If you don't mind the extra weight in the case where both prefix "A" and suffix "B" exist, you can use a shorter regex:
reMatcher= re.compile(r"(?<=\AA).*|.*(?=B\Z)")
(using \A
for ^
and \Z
for $
)
This one keeps the "A" prefix (instead of the "B" prefix of your solution) when both "A" and "B" are at their respective corners:
'A text here' matches ' text here'
'more text hereB' matches 'more text here'
'AYES!B' matched 'AYES!'
'neither' doesn't match
Otherwise, a non-regex solution (some would say a more “Pythonic” one) is:
def strip_prefix_suffix(text, prefix, suffix):
left = len(prefix) if text.startswith(prefix) else 0
right= -len(suffix) if text.endswith(suffix) else None
return text[left:right] if left or right else None
If there is no match, the function returns None
to differentiate from a possible ''
(e.g. when called as strip_prefix_suffix('AB', 'A', 'B')
).
PS I should also say that this regex:
(?<=\AA).*(?=B\Z)|(?<=\AA).*|.*(?=B\Z)
should work, but it doesn't; it works just like the one I suggested, and I can't understand why.

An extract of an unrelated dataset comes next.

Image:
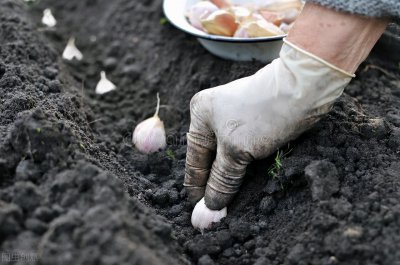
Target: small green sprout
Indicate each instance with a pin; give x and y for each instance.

Breaking down the regex into parts, we can see something weird:
>>> text= 'AYES!B'
>>> re.compile('(?<=\\AA).*(?=B\\Z)').search(text).group(0)
'YES!'
>>> re.compile('(?<=\\AA).*').search(text).group(0)
'YES!B'
>>> re.compile('.*(?=B\\Z)').search(text).group(0)
'AYES!'
>>> re.compile('(?<=\\AA).*(?=B\\Z)|(?<=\\AA).*').search(text).group(0)
'YES!'
>>> re.compile('(?<=\\AA).*(?=B\\Z)|.*(?=B\\Z)').search(text).group(0)
'AYES!'
>>> re.compile('(?<=\\AA).*|.*(?=B\\Z)').search(text).group(0)
'AYES!'
>>> re.compile('(?<=\\AA).*(?=B\\Z)|(?<=\\AA).*|.*(?=B\\Z)').search(text).group(0)
'AYES!'
For some strange reason, the .*(?=B\\Z)
subexpression takes precedence, even though it's the last alternative.